Maintain a packing list
Counterintuitively, the more travel I do, the more anxious I get about packing. To counter this, I keep and update a packing list that I can check before leaving the house to feel confident that I’m not missing anything critical.
Here’s a copy :).
Use anchor activities
I like to have structure to my trips and schedule things in advance. The anticipation leading up to a trip is often just as enjoyable as the trip itself. The risk is that you over-plan and don’t have enough flexibility.
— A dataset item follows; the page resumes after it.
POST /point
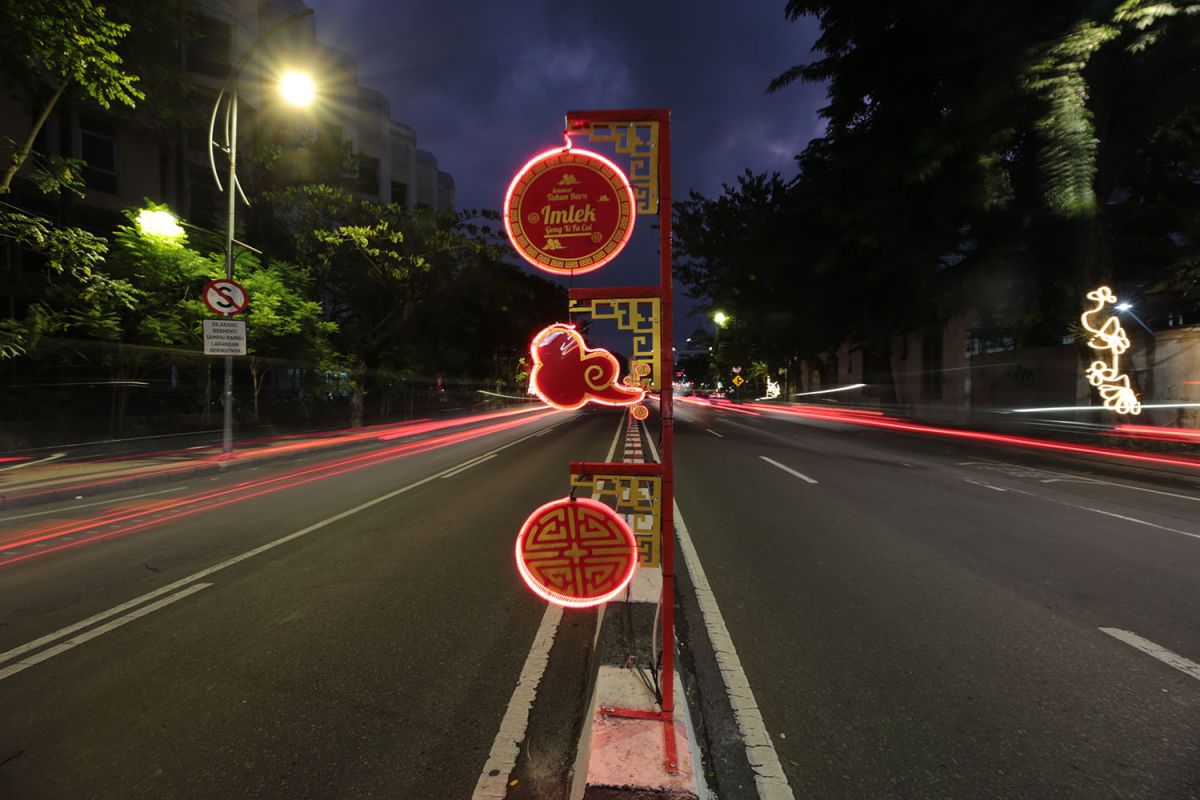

I counter this with Anchor Activities. Each day has one pre-planned activity. Since we know that we have a specific time and location, we can plan activities around that or just have down time.
Go with the flow
Expect the unexpected, and welcome it.
Flights get canceled. You might end up dragging luggage across a frozen ski town. Or booking a spontaneous hotel in Munich and making new friends over late-night beers. Those “off-script” moments are often the ones you remember most. Laugh when it goes sideways—it’s part of the adventure.
Pack a personal ritual
Whether it’s playing cards at camp, birdwatching with a parent, or journaling in the morning, having a small ritual gives you grounding on the go. Travel can be chaotic; your ritual is the familiar beat in new surroundings.
Before red-eye flights…
If I know that I’ll be on a red-eye flight, I have strict rules:
1. No alcohol
2. No eating if I plan to sleep within 3 hours
While it can be a bummer to miss these things – especially if you’re in business class – for me, it’s the difference between sleeping 2-3 hours vs 7-8.
Balance movement and stillness
I aim to experience something new, have fun, make a memory, and feel revitalized every day.
That last one? It’s the trickiest. Leave space for “nothing”—quiet mornings, slow walks, hammocks, or saunas. You need both energy and pause to make a trip whole.
Make space for others’ stories
On a lot of my trips, I’ve invited family or friends to join. Give them space to shape the trip, too. Whether it’s helping someone get scuba certified or watching your parents try pasties for the first time, seeing others light up is part of the reward.